First, as shown in (a) of FIG. 4, when a solid foreign material D from the outside comes into contact with the turbine blade 134 while moving backward, the turbine blade 134 is relatively more foreign than the foreign material D. Turbine blade 134 is bent because it is a soft material.

At this time, the rotary turbine 130 continues to rotate in the counterclockwise direction (in Figure 4), the turbine blade 134 in contact with the foreign material (D) in accordance with the rear movement of the foreign material (D) is shown in FIG. gradually bent as in c). In the end, the foreign material D completely exits the rotary turbine 130, and the turbine blade 134 recovers its original shape.

The scope of the present invention is not limited to the above-exemplified embodiments, and many other modifications based on the present invention will be possible to those skilled in the art within the above technical scope.

In the vacuum cleaner suction nozzle according to the present invention as described above, the rotary turbine is made of a soft material or at least the turbine blades of the rotary turbine is made of a soft elastic body.
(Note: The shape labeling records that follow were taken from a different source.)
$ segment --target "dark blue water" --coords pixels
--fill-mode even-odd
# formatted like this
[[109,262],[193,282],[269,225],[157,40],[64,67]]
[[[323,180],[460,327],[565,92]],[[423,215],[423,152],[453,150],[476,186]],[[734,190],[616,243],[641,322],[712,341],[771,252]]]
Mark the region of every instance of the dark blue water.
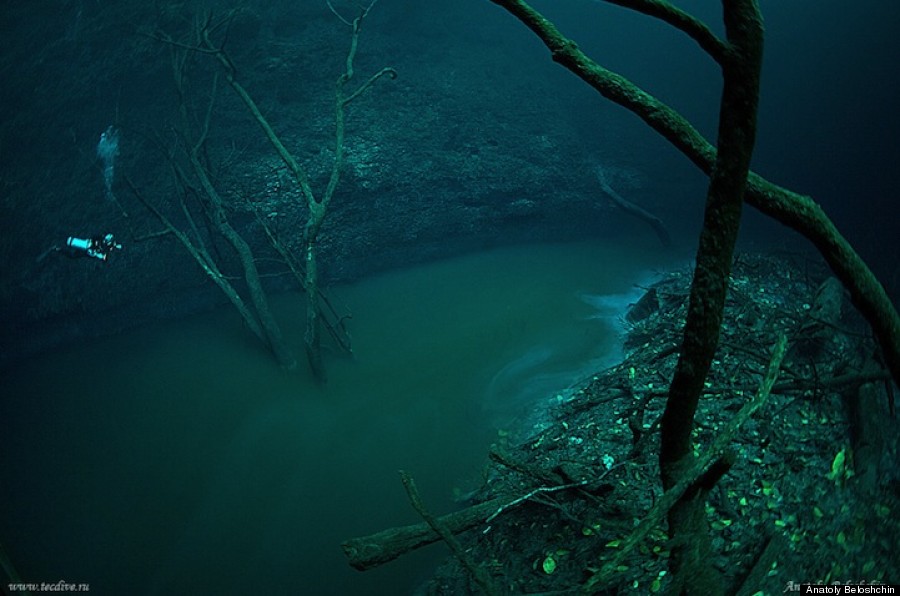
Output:
[[[442,545],[361,574],[340,542],[419,521],[401,468],[451,510],[498,430],[615,357],[615,314],[661,261],[520,247],[337,288],[355,358],[324,389],[230,310],[5,371],[0,540],[25,581],[96,594],[410,593]],[[276,310],[299,353],[302,296]]]

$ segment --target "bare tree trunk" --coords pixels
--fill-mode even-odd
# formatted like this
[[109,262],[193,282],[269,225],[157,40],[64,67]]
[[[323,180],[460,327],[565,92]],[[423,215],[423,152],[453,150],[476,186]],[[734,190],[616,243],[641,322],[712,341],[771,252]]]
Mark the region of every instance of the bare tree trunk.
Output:
[[[660,424],[659,466],[666,490],[693,465],[694,413],[719,344],[756,139],[762,16],[756,0],[723,0],[722,4],[730,51],[722,63],[719,150],[706,198],[684,341]],[[669,511],[669,535],[674,543],[671,565],[682,594],[724,593],[722,578],[710,564],[712,546],[705,505],[711,488],[688,491]]]
[[[729,49],[706,25],[663,0],[607,0],[659,18],[680,29],[720,64]],[[625,77],[589,58],[549,20],[522,0],[492,0],[521,20],[544,42],[554,61],[570,70],[601,95],[634,112],[648,126],[711,175],[716,148],[684,116]],[[884,351],[894,381],[900,384],[900,315],[884,287],[810,197],[791,192],[750,173],[747,204],[799,232],[812,242],[850,292],[853,305],[866,318]]]

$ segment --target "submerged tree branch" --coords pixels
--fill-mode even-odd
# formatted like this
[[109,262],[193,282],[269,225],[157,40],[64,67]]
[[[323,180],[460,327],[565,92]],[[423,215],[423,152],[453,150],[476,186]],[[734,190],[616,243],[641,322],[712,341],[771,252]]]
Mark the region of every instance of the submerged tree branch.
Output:
[[[634,112],[711,175],[716,148],[680,113],[625,77],[603,68],[578,49],[543,15],[522,0],[491,0],[522,21],[544,42],[554,61],[570,70],[601,95]],[[854,306],[866,318],[884,351],[885,362],[900,383],[900,315],[865,261],[811,198],[750,172],[744,200],[760,212],[806,237],[819,250]]]

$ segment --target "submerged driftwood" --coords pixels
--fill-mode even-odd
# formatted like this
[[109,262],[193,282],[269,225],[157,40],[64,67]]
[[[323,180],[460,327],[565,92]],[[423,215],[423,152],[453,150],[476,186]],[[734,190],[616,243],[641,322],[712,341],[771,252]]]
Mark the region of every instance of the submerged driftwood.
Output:
[[[472,505],[461,511],[448,513],[437,518],[438,522],[453,534],[464,532],[478,524],[484,523],[497,510],[501,509],[509,499],[496,498],[484,503]],[[393,561],[400,555],[421,546],[441,540],[441,537],[422,522],[411,526],[388,528],[369,536],[351,538],[341,544],[350,565],[360,571],[372,569]]]

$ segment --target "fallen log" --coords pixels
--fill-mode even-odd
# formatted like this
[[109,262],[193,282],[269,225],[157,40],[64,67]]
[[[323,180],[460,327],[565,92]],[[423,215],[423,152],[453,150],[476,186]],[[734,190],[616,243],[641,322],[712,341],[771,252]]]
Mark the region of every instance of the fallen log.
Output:
[[[496,498],[472,505],[460,511],[437,518],[438,523],[452,534],[464,532],[482,524],[496,511],[508,504],[509,498]],[[441,540],[441,537],[427,523],[388,528],[375,534],[351,538],[341,544],[354,569],[366,571],[393,561],[400,555],[426,544]]]

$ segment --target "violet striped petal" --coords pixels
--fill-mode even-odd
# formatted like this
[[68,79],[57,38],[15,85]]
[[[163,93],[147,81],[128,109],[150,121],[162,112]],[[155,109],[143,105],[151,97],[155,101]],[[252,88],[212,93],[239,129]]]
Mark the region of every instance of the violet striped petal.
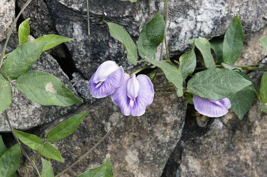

Therefore, even when a solid foreign material from the outside is easily passed through the turbine, clogging of the vacuum cleaner suction nozzle is prevented. As a result, the lowering of the suction force of the vacuum cleaner due to foreign matters is prevented.

In the present invention, the rotary turbine is made of a soft material to further improve the elastic force and the restoring force. Therefore, there is also an effect to prevent the damage or wear of the rotary turbine due to foreign matter.

In addition, the relatively hard foreign material collided with the strong rotary turbine, the noise was severe, but in the present invention, the rotary turbine is made of a soft material has the advantage of reducing the collision noise with the foreign material.

As a result, in the present invention, while the noise of the vacuum cleaner is reduced, the deterioration of the cleaning performance of the vacuum cleaner is prevented, thereby improving the purchasing desire of the consumer.

1 is a perspective view showing an appearance configuration of a general vacuum cleaner.

Figure 2 is a perspective view showing the inside of the vacuum cleaner suction nozzle according to the prior art.

Figure 3 is a cross-sectional view showing the internal configuration of a preferred embodiment of the vacuum cleaner suction nozzle according to the present invention.

Figure 4 is a state showing the process of the foreign material passes through the rotary turbine constituting a preferred embodiment of the vacuum cleaner suction nozzle according to the present invention.

Explanation of symbols on the main parts of the drawings

100. Suction nozzle 110. Lower cover

112. Air intake 114. Agitator

114 '. Body 114 ". Brush

120. Separation Wall 122. Air Vent

130. Rotary Turbines 132. Turbine Shafts

134. Turbine wing 140. Connector

150. Connecting belt 160. Moving wheel

170. Second Wheel D. Foreign Body

Claims (2)

An air intake port through which air and foreign matter are sucked; A rotary turbine rotating by the action of the air sucked through the air inlet; In conjunction with the rotation of the rotary turbine, has a configuration including an agitator for separating the foreign matter attached to the bottom surface; The rotary turbine is a suction nozzle of the vacuum cleaner, characterized in that composed of a soft elastic body. According to claim 1, The rotary turbine, The turbine shaft to be the center of rotation, Has a configuration including a turbine blade formed on the outer peripheral surface of the turbine shaft, The turbine blade is a suction nozzle of the vacuum cleaner, characterized in that made of a soft elastic material.